Hero frowned as only his own voice rebounded back at him. The Dust Wing had never been silent, not for him. That was why he’d been certain that he had to do this. Could do this. Doubt began to trickle in. “Answer me!”

It was more silence, but he could feel eyes on him now. The eyes of the Dust Wing souls, of course, but it felt intensely more. He felt the attention like a sentence strung out along a page. Could feel the muted press of paper against his skin. Somewhere, the gods watched him to see what he would do. Somewhere, the gods sipped tea, or idly checked in on his story in snippets of their bigger god lives. He felt it, all the avatars of readers that were here with him now, in this moment. The critic, the curious, the skeptical, the wondrous, the tearstained, and the weary. They were here, and Hero’s heart silently whispered, I see you. You, you.

They said Hero had escaped his story, burned his book, but it was a lie. The truth was they were all stories, human and character, sinners and saints. Every soul a story, and every moment fresh ink on the page.

He was being read, even now. He’d run so far to escape his story, to escape his fate as a character in a set plot. Only to run back here, to realize there was no escaping the page of the greater book.
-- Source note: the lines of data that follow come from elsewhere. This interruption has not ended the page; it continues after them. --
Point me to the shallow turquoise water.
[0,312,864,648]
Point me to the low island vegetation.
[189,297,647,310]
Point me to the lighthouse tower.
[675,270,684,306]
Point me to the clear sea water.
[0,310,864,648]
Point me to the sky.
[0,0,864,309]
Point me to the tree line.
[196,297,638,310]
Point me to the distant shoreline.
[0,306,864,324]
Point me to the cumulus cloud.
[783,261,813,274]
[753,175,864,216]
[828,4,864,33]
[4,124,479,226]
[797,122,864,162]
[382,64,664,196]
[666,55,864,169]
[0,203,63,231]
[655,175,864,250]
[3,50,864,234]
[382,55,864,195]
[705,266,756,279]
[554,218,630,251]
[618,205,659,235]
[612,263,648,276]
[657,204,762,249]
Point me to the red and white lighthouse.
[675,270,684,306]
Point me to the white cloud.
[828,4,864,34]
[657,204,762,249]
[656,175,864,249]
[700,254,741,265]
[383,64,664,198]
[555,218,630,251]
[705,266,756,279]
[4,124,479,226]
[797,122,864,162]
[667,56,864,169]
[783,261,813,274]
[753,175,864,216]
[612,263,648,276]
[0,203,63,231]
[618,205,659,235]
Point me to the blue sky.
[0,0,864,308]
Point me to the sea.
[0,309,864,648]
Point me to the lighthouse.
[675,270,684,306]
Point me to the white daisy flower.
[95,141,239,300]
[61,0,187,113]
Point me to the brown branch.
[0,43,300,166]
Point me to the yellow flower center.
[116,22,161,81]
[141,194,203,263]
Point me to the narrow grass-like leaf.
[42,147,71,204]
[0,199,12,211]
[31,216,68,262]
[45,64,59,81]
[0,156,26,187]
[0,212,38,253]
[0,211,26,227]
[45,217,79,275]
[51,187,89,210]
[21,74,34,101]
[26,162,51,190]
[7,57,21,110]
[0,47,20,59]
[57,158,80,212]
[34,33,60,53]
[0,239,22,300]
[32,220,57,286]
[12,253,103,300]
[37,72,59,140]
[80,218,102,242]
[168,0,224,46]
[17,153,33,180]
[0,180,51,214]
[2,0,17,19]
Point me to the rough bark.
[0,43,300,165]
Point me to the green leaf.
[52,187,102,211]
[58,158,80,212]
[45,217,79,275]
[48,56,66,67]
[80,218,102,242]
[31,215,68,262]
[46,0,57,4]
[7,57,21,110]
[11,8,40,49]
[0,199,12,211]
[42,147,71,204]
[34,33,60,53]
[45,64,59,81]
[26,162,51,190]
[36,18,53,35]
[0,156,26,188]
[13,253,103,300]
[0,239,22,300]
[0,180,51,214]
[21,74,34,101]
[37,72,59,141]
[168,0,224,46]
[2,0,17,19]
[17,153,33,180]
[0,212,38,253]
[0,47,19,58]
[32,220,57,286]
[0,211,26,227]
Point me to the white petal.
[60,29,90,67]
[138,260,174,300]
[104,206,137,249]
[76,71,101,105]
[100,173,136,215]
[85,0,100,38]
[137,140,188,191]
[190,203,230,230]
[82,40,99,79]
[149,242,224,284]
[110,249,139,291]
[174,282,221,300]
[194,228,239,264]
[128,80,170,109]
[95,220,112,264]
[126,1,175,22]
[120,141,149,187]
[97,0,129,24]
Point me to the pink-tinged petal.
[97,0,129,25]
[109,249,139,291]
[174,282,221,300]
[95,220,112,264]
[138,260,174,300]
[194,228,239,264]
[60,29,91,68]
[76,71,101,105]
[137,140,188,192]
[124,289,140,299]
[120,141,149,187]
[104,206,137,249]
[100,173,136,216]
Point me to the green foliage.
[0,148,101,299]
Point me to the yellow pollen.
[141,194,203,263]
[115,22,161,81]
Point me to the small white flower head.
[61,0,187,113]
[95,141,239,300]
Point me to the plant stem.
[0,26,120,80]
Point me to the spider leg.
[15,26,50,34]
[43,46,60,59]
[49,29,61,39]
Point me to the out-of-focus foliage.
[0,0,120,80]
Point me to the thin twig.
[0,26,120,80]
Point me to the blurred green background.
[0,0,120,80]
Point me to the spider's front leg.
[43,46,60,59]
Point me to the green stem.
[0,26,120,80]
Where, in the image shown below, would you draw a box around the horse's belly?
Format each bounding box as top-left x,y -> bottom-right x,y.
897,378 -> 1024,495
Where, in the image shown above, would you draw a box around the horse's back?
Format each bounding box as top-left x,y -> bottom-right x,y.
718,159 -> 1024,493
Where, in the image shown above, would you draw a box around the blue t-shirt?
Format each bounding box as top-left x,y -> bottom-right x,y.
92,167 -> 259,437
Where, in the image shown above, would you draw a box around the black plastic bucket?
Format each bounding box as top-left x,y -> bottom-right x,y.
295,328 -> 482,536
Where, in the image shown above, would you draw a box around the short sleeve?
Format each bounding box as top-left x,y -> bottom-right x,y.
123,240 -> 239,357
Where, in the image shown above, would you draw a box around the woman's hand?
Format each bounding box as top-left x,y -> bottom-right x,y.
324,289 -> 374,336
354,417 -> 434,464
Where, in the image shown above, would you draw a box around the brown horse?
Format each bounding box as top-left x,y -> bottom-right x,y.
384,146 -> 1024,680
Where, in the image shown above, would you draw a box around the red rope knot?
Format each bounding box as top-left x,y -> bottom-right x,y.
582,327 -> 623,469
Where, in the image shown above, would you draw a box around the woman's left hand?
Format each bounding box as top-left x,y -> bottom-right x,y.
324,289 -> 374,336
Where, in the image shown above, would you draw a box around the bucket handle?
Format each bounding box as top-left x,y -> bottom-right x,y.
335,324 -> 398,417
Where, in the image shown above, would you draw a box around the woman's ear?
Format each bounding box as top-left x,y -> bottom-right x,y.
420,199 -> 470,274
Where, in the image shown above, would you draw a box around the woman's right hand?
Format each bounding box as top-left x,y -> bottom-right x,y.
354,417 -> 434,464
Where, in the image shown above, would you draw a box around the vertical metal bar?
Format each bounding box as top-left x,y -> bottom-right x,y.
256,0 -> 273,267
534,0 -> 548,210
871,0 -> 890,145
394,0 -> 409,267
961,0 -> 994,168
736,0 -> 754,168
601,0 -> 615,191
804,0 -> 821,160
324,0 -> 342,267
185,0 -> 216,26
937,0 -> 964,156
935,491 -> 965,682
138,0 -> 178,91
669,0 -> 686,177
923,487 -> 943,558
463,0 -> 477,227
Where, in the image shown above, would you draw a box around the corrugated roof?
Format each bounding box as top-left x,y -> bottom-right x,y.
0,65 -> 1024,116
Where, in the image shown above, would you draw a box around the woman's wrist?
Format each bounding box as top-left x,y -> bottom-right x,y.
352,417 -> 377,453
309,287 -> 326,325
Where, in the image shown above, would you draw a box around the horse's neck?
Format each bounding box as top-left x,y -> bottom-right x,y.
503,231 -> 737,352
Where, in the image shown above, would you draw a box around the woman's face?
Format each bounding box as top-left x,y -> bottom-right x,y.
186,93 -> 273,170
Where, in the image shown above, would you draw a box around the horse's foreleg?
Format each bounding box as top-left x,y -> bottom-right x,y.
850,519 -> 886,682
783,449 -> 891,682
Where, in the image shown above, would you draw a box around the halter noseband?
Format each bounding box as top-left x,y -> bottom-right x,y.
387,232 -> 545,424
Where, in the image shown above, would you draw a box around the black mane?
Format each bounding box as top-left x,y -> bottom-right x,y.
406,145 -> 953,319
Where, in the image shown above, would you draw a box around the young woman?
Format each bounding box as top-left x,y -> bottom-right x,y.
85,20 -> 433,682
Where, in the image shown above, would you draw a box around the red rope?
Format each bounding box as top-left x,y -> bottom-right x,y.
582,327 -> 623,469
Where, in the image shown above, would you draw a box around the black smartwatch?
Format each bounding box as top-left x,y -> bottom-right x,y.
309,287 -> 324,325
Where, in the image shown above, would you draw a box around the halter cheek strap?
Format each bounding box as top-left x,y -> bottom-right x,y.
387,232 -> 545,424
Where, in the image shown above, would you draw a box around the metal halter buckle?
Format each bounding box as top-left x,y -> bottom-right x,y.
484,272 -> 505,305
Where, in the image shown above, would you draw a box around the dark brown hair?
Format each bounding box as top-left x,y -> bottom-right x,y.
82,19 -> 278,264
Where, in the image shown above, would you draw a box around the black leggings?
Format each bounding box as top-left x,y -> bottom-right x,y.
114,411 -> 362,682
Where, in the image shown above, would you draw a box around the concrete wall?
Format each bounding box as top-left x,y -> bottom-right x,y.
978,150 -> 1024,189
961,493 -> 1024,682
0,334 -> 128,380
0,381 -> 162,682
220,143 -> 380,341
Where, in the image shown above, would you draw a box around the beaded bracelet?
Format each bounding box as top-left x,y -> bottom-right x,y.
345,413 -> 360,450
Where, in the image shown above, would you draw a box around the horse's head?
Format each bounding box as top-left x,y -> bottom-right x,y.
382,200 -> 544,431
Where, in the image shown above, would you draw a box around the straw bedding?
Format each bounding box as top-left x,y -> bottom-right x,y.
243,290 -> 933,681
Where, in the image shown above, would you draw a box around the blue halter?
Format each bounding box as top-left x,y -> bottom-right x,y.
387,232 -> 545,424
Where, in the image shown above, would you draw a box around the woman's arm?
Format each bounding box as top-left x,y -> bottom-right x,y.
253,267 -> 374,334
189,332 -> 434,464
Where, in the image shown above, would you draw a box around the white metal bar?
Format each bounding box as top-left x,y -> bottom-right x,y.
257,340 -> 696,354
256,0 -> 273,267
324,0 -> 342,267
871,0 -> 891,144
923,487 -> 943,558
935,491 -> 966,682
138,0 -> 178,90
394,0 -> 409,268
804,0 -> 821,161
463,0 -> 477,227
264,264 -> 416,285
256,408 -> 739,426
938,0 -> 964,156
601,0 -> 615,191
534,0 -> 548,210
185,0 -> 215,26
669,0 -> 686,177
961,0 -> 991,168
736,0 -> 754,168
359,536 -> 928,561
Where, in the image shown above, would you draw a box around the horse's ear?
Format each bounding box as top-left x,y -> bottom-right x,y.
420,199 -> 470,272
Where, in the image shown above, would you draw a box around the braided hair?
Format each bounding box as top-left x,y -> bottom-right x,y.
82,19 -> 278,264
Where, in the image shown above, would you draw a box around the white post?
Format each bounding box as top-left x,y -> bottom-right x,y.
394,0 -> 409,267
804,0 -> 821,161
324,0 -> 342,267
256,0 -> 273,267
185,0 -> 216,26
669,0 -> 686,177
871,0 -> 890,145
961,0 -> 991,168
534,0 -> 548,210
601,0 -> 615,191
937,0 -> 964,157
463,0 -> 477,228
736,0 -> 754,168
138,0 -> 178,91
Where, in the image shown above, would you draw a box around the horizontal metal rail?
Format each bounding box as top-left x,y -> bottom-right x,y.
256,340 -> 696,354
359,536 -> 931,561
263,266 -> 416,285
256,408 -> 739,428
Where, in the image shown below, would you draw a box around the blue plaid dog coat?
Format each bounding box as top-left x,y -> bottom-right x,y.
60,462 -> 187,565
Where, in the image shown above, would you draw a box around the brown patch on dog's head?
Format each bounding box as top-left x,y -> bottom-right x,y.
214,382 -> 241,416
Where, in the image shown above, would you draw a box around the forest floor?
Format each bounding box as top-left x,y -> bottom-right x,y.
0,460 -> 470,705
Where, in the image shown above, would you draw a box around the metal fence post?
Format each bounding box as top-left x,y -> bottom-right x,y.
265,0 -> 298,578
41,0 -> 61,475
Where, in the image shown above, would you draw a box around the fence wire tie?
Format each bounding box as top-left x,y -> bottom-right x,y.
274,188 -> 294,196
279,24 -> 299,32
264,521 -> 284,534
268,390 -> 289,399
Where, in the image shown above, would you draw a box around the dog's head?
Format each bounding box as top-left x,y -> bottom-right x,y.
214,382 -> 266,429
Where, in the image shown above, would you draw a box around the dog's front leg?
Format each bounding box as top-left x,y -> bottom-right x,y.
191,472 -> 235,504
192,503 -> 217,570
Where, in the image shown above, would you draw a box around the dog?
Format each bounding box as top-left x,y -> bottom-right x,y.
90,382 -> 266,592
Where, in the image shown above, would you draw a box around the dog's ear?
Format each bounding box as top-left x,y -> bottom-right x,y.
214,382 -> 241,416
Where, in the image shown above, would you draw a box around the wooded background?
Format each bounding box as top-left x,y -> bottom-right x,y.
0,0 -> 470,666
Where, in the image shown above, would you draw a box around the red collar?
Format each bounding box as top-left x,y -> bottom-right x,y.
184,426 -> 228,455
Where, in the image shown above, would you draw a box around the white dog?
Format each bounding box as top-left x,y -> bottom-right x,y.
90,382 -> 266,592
This chronicle of time, the index of souls, this library of lost things.

Freedom wasn’t freedom from the story, after all.

Freedom was making the ink count for a damn.

His injuries were unimportant and drowned in that thought. His pace picked up and drew him deeper into the Dust Wing, past the modern tablets and lost hypertext, past books and paper, past parchment and vellum, slate and stone. Hero knew what he was looking for now.

“Fine,” he said. “I’ll come to you.”

He followed the story to the heart of the ghost.